The general rule of communication is to use only as much power as you need. This is courtesy to others who use the same or nearby frequencies. You don’t want to overpower them. Also, it helps save money on your electric bill!

Summary: To achieve constant and reliable 30-mile range,  You need to use enough power WITH a tuned antenna AT the best height you can manage.

The inexpensive FRS or GMRS radios (like the Motorola Talkabout radios) won’t do it. They put out a maximum 0.5 watts of power (half a watt!) Their antennas are very inefficient.  However, they would be good for communications on your property.

Other public radio frequencies such as MURS band have very limited power output–2 watts.

CB radio can legally put out 4 watts. There’s also a mode feature that allows 12 watts in “single sideband” mode. It’s also referred to as “SSB”. Your voices will sound funny due to the mode, but it is a much more efficient use of your radio’s power. CB antennas tend to be long or very big. It will take some experimenting to find the best antenna position to use.  You will also need to “tune” the antenna for optimal performance.

The only way you’re going to legally talk to your buddy with a relatively compact antenna and good audio quality is to get into Amateur Radio. It will enable you to use higher power (some mobile radios can put out 75 watts), and there are many antenna options for home and mobile use.  I know not everyone wants to register with the Government, but sometimes it has its advantages.  Besides just because you have a license does not mean you have a radio if you understand.  There is also no law against buying the radio “just” to listen.

If you choose amateur radio, you will likely need a mobile car radio that puts out 50 watts or more into a tuned mobile antenna that is not too short. You can use the same radio in your house… with a better performing antenna on the roof, inside the attic, or on an antenna mast.  By having a radio of this type you will be able to have a mobile station and a base station using one radio and two antennas.
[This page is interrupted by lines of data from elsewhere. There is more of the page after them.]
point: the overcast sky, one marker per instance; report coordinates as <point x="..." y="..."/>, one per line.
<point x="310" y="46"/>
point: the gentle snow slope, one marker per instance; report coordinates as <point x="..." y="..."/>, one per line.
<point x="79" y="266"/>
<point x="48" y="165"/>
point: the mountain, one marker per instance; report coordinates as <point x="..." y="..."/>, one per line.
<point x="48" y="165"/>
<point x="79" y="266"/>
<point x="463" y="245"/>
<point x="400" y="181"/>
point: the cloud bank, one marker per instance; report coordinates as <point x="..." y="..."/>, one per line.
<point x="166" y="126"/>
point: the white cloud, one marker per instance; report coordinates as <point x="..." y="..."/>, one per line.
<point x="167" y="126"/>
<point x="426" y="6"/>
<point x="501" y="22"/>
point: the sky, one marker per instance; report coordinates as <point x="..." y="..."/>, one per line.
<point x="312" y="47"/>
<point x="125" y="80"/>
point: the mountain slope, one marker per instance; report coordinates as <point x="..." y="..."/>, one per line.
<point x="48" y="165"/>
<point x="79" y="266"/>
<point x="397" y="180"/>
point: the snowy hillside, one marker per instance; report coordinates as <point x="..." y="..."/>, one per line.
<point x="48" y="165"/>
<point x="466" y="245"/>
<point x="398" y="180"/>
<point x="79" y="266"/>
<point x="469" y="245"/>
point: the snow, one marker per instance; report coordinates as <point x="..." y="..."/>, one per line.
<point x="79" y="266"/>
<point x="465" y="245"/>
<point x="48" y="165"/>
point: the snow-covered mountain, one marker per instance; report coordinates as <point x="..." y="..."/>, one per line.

There are many, many other more involved options and details such as grounding, repeaters, etc. It is hard to cover everything in a single post, it is best to get a good book; I started with “HAM radio for Dummies” and one from the ARRL (Amateur Radio Relay League). But hopefully, this will help you ask more questions.

Abbreviations and Explanations:

VHF – Very High Frequency; is the ITU-designated range of radio frequency electromagnetic waves from 30 MHz to 300 MHz.  Frequencies immediately below VHF are denoted high frequency (HF), and the next higher frequencies are known as ultra high frequency (UHF).  VHF propagation characteristics are ideal for short-distance terrestrial communication, with a range generally somewhat farther than line-of-sight from the transmitter (see formula below). Unlike high frequencies (HF), the ionosphere does not usually reflect VHF waves (called skywave propagation) so transmissions are restricted to the local radio horizon less than 100 miles. VHF is also less affected by atmospheric noise and interference from electrical equipment than lower frequencies. Whilst it is blocked by land features such as hills and mountains, it is less affected by buildings and other less substantial objects than UHF frequencies.

UHF – Ultra High Frequency; designates the ITU radio frequency range of electromagnetic waves between 300 MHz and 3 GHz (3,000 MHz), also known as the decimeter band or decimeter wave as the wavelengths range from one to ten decimetres; that is 10 centimeters to 1 meter. Radio waves with frequencies above the UHF band fall into the SHF (super-high frequency) or microwave frequency range. Lower frequency signals fall into the VHF (very high frequency) or lower bands. UHF radio waves propagate mainly by line of sight; they are blocked by hills and large buildings although the transmission through building walls is high enough for indoor reception. They are used for television broadcasting, cordless phones, walkie-talkies, satellite communication, and numerous other applications.

I hope this has helped you or at least guided you in making an informed decision on what to purchase and what you can expect for your purchase.